L’esperto: «Erano slegati ma non meno sicuri»

La guida gardenese Ivo Rabanser: «Senza corda solo per minimizzare il pericolo» «Durante certe salite è fondamentale ridurre i tempi, si aumenta la sicurezza»


di Davide Pasquali


BOLZANO. «Erano slegati? Non è solo la corda a portare sicurezza. C’è anche il fattore tempo da tenere in grande considerazione: in un tratto di parete a rischio crolli o slavine è decisamente meglio andare slegati e impiegare dieci minuti anziché legati facendo sicurezza ma mettendoci mezz’ora». Lo spiega la guida alpina gardenese Ivo Rabanser, da trent’anni uno dei più forti alpinisti in attività in Dolomiti e dintorni, dove ha aperto un numero impressionante di nuovi, duri itinerari esplorativi, in ambiente selvaggio. Non vuole entrare nel merito della tragedia della val di Vizze, Rabanser. «Non c’ero, non posso dire». Dall’alto della sua esperienza può però spiegare un fatto incomprensibile a chi non pratichi l’alpinismo: perché mai i quattro fossero slegati. «Anche il fattore tempo è fondamentale ai fini della sicurezza. Specie se si sta salendo una parete dove ci sono palesi pericoli oggettivi, ossia indipendenti dal soggetto che sale. Se devo passare sotto un seracco instabile non è affatto la stessa cosa se ci metto mezz’ora o solo dieci minuti».

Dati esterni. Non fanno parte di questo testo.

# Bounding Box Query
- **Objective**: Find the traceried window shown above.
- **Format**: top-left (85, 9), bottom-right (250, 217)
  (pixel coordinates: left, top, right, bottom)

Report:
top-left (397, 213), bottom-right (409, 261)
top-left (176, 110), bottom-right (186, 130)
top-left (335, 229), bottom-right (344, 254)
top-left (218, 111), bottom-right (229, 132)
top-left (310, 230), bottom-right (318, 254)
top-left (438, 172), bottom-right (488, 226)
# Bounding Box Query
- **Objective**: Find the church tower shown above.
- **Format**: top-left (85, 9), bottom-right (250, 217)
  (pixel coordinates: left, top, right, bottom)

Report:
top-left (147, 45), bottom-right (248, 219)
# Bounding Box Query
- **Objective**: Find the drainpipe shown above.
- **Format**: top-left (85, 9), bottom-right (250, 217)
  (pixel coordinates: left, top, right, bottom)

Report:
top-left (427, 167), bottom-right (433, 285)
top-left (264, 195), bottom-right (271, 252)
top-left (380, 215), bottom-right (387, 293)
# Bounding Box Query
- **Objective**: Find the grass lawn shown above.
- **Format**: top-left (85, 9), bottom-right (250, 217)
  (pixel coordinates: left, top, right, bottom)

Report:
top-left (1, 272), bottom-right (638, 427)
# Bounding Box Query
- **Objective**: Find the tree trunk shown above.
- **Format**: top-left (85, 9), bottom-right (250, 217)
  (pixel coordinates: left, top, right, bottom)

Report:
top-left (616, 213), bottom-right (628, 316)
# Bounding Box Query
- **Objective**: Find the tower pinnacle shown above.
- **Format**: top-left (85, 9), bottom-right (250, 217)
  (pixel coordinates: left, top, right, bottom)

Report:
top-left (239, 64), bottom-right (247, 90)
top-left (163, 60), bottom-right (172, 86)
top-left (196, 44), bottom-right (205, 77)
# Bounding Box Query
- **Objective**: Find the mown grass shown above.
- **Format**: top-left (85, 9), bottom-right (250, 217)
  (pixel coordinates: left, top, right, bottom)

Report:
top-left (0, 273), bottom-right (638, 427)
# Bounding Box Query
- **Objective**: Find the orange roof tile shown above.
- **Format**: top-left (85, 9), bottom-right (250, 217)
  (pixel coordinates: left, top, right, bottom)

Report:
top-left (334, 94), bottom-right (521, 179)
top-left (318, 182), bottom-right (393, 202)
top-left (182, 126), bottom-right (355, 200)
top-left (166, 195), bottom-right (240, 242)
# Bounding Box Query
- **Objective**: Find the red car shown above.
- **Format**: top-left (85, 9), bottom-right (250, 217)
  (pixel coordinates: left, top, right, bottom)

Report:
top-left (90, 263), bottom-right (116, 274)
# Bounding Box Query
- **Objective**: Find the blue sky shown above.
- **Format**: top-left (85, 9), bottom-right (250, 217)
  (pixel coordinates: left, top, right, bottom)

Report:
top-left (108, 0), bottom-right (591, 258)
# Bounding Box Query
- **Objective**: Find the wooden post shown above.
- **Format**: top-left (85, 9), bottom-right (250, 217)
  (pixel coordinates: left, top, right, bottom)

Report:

Più tempo impiego, più rischio. Dunque, salire slegati non è sinonimo di negligenza.

«Assolutamente no. Non si può giudicare a priori incosciente chi non sale in cordata. Così si va più veloci e il tempo di esposizione al rischio si riduce. Fra il resto, ci sono condizioni in cui esistono anche scarse possibilità di fare sicurezza, e allora legarsi a una corda serve a poco o nulla».

Se casca uno, vengono giù tutti, perché nessuno è ancorato alla parete... In questo caso, comunque, dovrebbe trattarsi di una slavina. È usuale salire questo tipo di vie in autunno?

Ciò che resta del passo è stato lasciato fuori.